Times Staff WriterLimits on dock permits are dropped, but a new report says the species' future is bleak.
Last fall, new federal rules designed to protect manatees drew howls of opposition from Southwest Florida boaters, dock builders, developers, state legislators and Gov. Jeb Bush.
On Monday, the U.S. Fish and Wildlife Service dropped the proposed regulations, which would have offered heightened scrutiny of all dock permits from Pasco County down to the state's southern tip, while allowing the rest of the state greater leeway in waterfront permitting.
Bush, who warned the rules could devastate Southwest Florida's booming economy, hailed the decision to drop them.
"Today's decision confirms Florida's approach to protecting manatees works," the governor said in a written statement. "It also keeps manatee protection in the hands of state and local regulators who must balance the preservation of Florida's environment with economic prosperity."
The permit crackdown would have affected not only the Tampa Bay area but also some of the state's fastest-growing waterfront communities, including Naples and Bonita Springs, as well as the state's leader in boat-related manatee deaths, the Caloosahatchee River in Lee County.

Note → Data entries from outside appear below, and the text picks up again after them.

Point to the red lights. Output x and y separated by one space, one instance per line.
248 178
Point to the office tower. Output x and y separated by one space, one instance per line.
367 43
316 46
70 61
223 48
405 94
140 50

Federal officials had estimated that the new rules would have meant that about 37 percent of permits from this part of Florida would be turned down, depressing property values, limiting boater access to the water and eliminating more than 200 jobs over the next five years. The annual economic impact was estimated at up to $43-million.
But economics did not play as big a role in Monday's decision as a new scientific report, wildlife officials said Monday.
The report, based on extensive computer modeling, suggests manatees face a bleak future if the boating-related deaths are not brought under control. Boats killed 95 manatees last year, a record.
The proposed rules depended on the manatee population in most of the state being healthy enough to stand the loss of a few to speeding boats. But the scientific study said that along the state's Atlantic coast and in Southwest Florida, the situation appears "dire," with no chance of the species recovering from its endangered status within 100 years.
Now, federal wildlife officials will continue to consider each permit application.
Applications in some parts of the state, including the Tampa Bay area, will still receive closer scrutiny because they are considered "areas of inadequate protection" because of problems with enforcing boating speed zones and development rules. Federal officials said they will work with state and local officials to cut back on manatee deaths in those regions and thus ease any permitting restrictions there sometime in the future.
The rules that were withdrawn Monday were one result of a lawsuit filed against the U.S. Fish and Wildlife Service and the U.S. Army Corps of Engineers in 2000 by a coalition of 18 environmental groups led by the Save the Manatee Club. The suit accused the two federal agencies of being too lax in overseeing waterfront development throughout Florida, allowing the destruction of manatee habitat and putting too many boats into the state's waterways.
The settlement of that suit called for the federal wildlife agency to study whether it could put together new rules on permitting under the Marine Mammal Protection Act, which would set a limit for how many manatees could be subject to "incidental take" - killed without harming the species.
But environmental advocates sharply criticized the rules that were proposed. They were not sorry to see them withdrawn, either.
Based on the scientific report, "they could come to no other conclusion," said Patti Thompson of the Save the Manatee Club. "The population is in such bad shape that allowing any incidental take would preclude recovery."